The impact knocked him off his feet. His hands and legs flew in the air. The green slug ejected onto the street. The explosion reverberated inside her head. A gaping hole appeared in the center of the red sweatshirt, spewing forth blood. She was drowning in a frothy sea of red blood: Shana’s blood, virginal blood, sacrificial blood. Her throat constricted, mucus dripped from her nose, and once again the alien, detached finger squeezed the trigger. The slug hit near his shoulder, severing his arm.
Her knees buckled beneath her. The shotgun fell butt first to the ground. The muzzle came to rest under the soft flesh of her chin, stopping her. Moving her head, she vomited chunks of chicken onto the black asphalt, seeing pieces of flesh boiling. She pulled herself into the open door to the car, her arms locked around the shotgun. Everything was moving, shaking, bleeding, screaming. She saw objects flying through the air, trapping her inside the core of horror.
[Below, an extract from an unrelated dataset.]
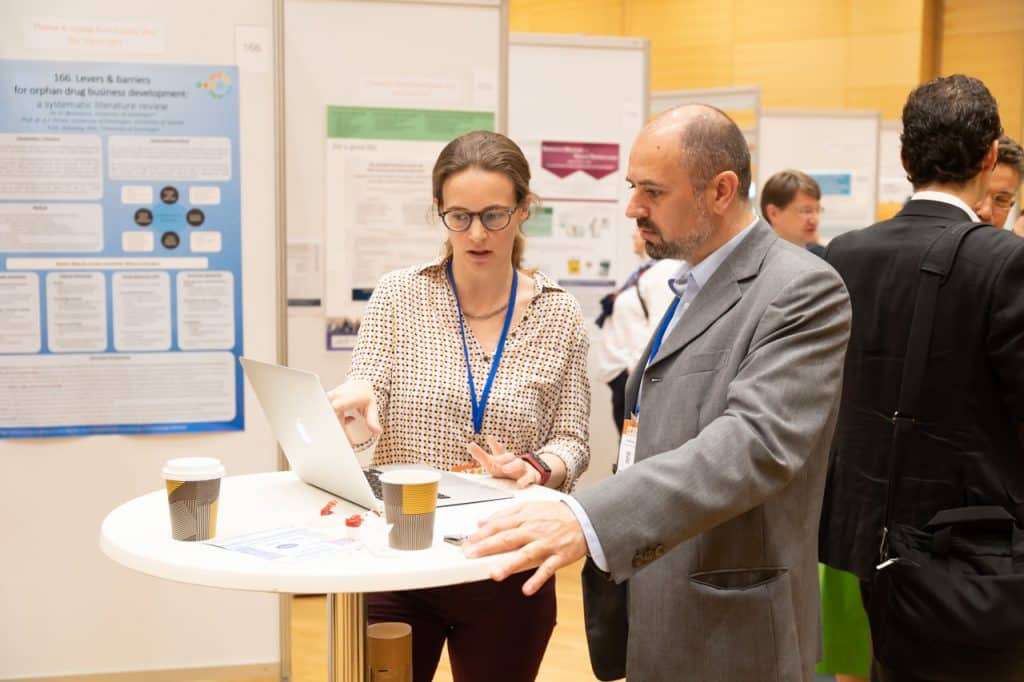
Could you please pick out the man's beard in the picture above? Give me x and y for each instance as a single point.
(684, 247)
Move, she ordered her body, still frozen. Move. She grabbed the steering wheel, releasing the shotgun. Don’t look. Drive. Her foot responded and the car surged forward. The intersection was there in a second. Turn. Breathe. Turn. Drive. She had not killed a human being. Turn. Drive. Turn. The sun was shining, but she saw only a dark tunnel in front of her. She knew she was in Hell and there was no way out. “Please, God,” she prayed. “
In the name of the Father, the Son, and the Holy Ghost.” She screamed, “Show me the way out.”
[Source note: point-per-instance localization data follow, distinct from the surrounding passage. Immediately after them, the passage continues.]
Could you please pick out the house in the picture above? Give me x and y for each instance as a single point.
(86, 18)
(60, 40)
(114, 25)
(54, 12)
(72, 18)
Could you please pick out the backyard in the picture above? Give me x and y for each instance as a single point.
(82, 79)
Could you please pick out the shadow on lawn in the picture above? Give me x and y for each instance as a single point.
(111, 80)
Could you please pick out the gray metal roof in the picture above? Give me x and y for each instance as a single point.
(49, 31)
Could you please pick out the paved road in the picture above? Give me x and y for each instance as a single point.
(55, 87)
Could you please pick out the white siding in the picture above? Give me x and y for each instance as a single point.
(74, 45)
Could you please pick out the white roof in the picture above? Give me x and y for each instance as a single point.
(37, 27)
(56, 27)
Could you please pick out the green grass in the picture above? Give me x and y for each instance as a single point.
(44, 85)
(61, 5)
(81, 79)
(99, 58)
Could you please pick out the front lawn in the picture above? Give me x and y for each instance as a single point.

Her body was like ice, but she was dripping with sweat. The sign read Alameda Street. The sun was blazing, the streets teeming with activity. Seeing the stop sign, she braked, waiting while three school children crossed. She had been driving aimlessly for at least an hour. The shotgun, now on the floorboard, had rolled to a resting place against her feet. She kicked it back and continued.
It was as if she could see herself from a position outside her body. Somehow she no longer felt connected. The houses were larger and the yards well tended. She was no longer in Colonia.
In her mind she could visualize the crime scene: the police cars with their lights flashing, the ambulance and paramedics, the crowd of onlookers being shoved back by the police. If he had survived, he would have been transported to the nearest hospital, and the emergency-room staff would be trying to stop the bleeding, assess the damage. It had been so long he might even be in surgery, a dedicated physician trying to save his life. What she willed herself to see was his disgusting, inhuman body beneath a coarse dark blanket, lifeless.
Finding a major cross street, she made her way to the freeway and headed home. To Shana, she thought, she had to get to Shana. “He’ll never hurt you again, baby. He’ll never hurt anyone again,” she whispered. As the words left her mouth, the voice she heard was not her own. It was her mother’s voice, saying the words she’d yearned to hear as a child, telling her that her grandfather’s perverted abuse of her body was over. Those words had never been spoken. Only his death had freed her.
She plucked the knit ski cap from her head and tossed it out the open window as she entered the on-ramp to Camarillo. She felt remarkably calm and controlled, both full and empty, horrified but at peace. The rage had been released, allowed to take its own shape and propelled toward its target, locked inside the green slug. The evil had returned to the person who had unleashed it.